Some States continue to stonewall on requests for DNA testing.
They continue to hide behind time limits and procedural default
rules to deny prisoners the opportunity to present DNA test results
in court. They continue to destroy DNA evidence that could set
innocent people free.
These practices must stop. I have long supported and I continue
to support funding to ensure that law enforcement has access to DNA
testing and all the other tools it needs to investigate and
prosecute crime in our society. But if we as a society are committed
to getting it right, and not just to getting a conviction, we need
to make sure that DNA testing, and the ability to present DNA
evidence to the courts, is also available to the defense. We should
not pass up the promise of truth and justice for both sides of our
adversarial system, and that promise is there in DNA evidence.
We must also understand this case shows why we should not allow
the execution of the mentally retarded. As I noted in a floor
statement last December, people with mental retardation are more
prone to make false confessions simply to please their
interrogators, and they are often unable to assist their lawyers in
their own defense. Earl Washington confessed to no less than four
serious felonies which he did not commit and could not have
committed. We should join the overwhelming number of nations that do
not allow the execution of the mentally retarded.
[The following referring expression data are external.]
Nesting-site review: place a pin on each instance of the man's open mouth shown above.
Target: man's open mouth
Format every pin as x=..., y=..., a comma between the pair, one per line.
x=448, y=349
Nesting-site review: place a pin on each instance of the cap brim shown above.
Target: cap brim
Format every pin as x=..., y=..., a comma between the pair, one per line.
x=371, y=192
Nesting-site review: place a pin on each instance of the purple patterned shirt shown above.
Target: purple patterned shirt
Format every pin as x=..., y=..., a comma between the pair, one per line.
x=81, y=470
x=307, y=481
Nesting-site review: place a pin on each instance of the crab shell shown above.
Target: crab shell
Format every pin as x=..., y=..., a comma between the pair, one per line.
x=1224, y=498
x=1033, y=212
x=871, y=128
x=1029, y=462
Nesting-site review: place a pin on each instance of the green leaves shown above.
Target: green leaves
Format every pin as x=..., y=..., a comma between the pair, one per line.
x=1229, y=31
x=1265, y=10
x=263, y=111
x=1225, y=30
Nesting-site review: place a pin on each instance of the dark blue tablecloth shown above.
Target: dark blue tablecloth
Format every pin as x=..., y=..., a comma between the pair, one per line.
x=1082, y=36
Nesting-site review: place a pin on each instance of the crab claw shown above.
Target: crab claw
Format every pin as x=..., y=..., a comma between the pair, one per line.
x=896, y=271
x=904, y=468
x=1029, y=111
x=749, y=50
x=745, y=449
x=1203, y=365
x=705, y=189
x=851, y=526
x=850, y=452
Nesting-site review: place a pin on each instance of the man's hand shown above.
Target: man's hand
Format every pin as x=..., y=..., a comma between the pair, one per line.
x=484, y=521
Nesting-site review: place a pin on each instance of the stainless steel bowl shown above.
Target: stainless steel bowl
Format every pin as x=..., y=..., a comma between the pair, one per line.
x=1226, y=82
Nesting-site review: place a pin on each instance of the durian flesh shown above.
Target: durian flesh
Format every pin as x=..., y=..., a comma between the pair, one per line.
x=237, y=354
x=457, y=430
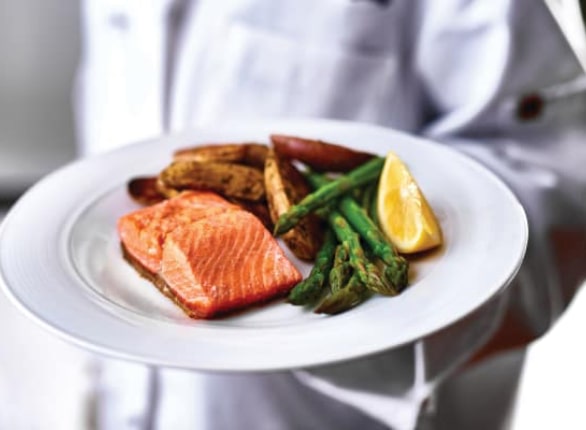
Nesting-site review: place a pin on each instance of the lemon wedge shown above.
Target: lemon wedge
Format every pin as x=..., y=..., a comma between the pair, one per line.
x=404, y=214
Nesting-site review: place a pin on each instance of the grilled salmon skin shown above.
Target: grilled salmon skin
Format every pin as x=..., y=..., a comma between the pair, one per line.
x=206, y=254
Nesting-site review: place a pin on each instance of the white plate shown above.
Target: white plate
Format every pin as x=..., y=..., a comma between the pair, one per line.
x=61, y=263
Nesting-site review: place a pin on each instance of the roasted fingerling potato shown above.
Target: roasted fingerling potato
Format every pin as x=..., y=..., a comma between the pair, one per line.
x=230, y=180
x=285, y=186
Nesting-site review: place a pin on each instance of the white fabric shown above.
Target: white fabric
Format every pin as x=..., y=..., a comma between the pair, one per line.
x=454, y=71
x=552, y=382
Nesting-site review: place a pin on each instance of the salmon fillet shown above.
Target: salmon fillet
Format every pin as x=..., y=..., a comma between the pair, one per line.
x=208, y=255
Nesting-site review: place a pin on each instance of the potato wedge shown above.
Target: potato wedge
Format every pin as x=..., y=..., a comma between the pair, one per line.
x=249, y=154
x=319, y=155
x=144, y=190
x=285, y=186
x=259, y=209
x=230, y=180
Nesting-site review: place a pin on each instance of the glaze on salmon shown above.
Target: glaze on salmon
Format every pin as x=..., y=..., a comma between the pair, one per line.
x=143, y=231
x=206, y=254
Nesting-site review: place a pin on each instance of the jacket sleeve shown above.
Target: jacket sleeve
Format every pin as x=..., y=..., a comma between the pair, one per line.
x=502, y=83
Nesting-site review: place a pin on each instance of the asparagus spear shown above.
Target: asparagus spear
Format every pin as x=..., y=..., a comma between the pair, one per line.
x=361, y=175
x=341, y=270
x=397, y=267
x=367, y=273
x=310, y=289
x=344, y=299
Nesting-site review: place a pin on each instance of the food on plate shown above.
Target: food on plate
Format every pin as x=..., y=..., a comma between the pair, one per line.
x=144, y=190
x=312, y=288
x=249, y=154
x=204, y=237
x=403, y=211
x=319, y=155
x=209, y=256
x=394, y=267
x=143, y=232
x=361, y=175
x=286, y=186
x=233, y=180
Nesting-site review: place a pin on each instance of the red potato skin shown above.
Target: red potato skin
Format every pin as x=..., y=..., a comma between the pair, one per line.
x=319, y=155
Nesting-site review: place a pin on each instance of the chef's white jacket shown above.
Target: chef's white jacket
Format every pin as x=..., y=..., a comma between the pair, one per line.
x=501, y=80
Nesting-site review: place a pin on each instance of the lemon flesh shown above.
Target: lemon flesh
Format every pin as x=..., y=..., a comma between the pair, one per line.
x=404, y=214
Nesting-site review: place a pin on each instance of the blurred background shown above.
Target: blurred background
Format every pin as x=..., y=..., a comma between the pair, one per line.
x=39, y=50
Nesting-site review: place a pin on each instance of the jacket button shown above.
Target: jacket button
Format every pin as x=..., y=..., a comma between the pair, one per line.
x=530, y=107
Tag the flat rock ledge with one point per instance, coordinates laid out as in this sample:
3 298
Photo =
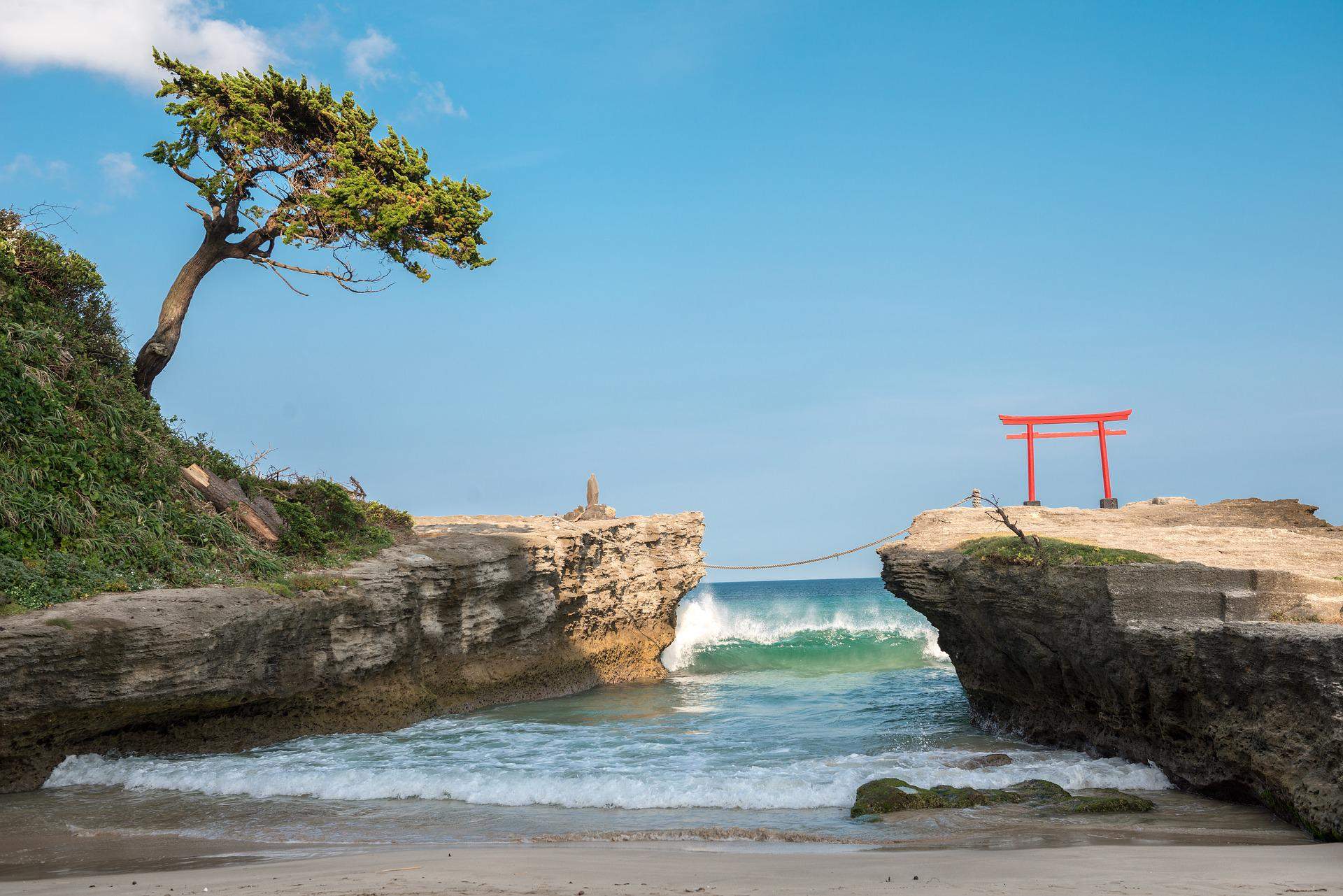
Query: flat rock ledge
476 611
1170 664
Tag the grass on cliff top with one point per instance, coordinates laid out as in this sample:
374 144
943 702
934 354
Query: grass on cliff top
1009 550
92 496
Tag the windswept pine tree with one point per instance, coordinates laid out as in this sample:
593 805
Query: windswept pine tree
277 162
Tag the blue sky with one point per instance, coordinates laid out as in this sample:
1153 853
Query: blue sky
778 262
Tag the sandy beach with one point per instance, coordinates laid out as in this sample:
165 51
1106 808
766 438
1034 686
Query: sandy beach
591 869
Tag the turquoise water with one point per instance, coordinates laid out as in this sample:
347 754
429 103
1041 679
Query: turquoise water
782 699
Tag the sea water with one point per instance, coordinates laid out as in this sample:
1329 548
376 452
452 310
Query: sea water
782 699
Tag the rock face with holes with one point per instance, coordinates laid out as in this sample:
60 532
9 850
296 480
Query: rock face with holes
1173 664
476 611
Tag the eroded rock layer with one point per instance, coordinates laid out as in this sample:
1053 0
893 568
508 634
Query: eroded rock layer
1172 664
476 611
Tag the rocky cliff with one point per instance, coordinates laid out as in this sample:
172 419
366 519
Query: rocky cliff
476 611
1172 664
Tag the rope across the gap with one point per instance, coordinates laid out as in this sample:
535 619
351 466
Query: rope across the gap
772 566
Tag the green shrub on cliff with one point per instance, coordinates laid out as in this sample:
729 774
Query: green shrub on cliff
90 488
1011 551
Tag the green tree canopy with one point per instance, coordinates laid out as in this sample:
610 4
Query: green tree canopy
276 160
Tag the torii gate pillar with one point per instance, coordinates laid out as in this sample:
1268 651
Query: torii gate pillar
1109 502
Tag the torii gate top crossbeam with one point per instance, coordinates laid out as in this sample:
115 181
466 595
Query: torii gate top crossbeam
1030 422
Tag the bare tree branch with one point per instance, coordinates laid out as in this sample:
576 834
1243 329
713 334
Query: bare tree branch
346 281
1000 515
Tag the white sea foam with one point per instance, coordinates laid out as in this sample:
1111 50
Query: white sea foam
677 781
703 624
697 742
There are good things that may come out of this case. I know the
Supreme Court of Virginia has proposed eliminating the 21-day rule,
which prevented Earl Washington from getting a new trial based on
the initial DNA tests in the early 1990s. That would be a good thing
if it happens. But it would be just a start.
I urge us to go forward and pass the Innocence Protection Act,
supported by both Republicans and Democrats in this body and in the
other body. This legislation addresses several serious problems in
the administration of capital punishment. Most urgently, the bill
would afford greater access to DNA testing for convicted offenders
and help states improve the quality of legal representation in their
capital cases. It also proposes that the United States Congress
speak as the conscience of the Nation in condemning the execution of
the mentally retarded.
People of good conscience can and will disagree on the morality
of the death penalty; but people of good conscience all share the
same goal of preventing the execution of the innocent. People of
good conscience should not disagree that the way the case of Earl
Washington was handled over the past 17 years was unjust. It was
completely unacceptable. We ought to find ways to make sure these
kinds of things do not happen again.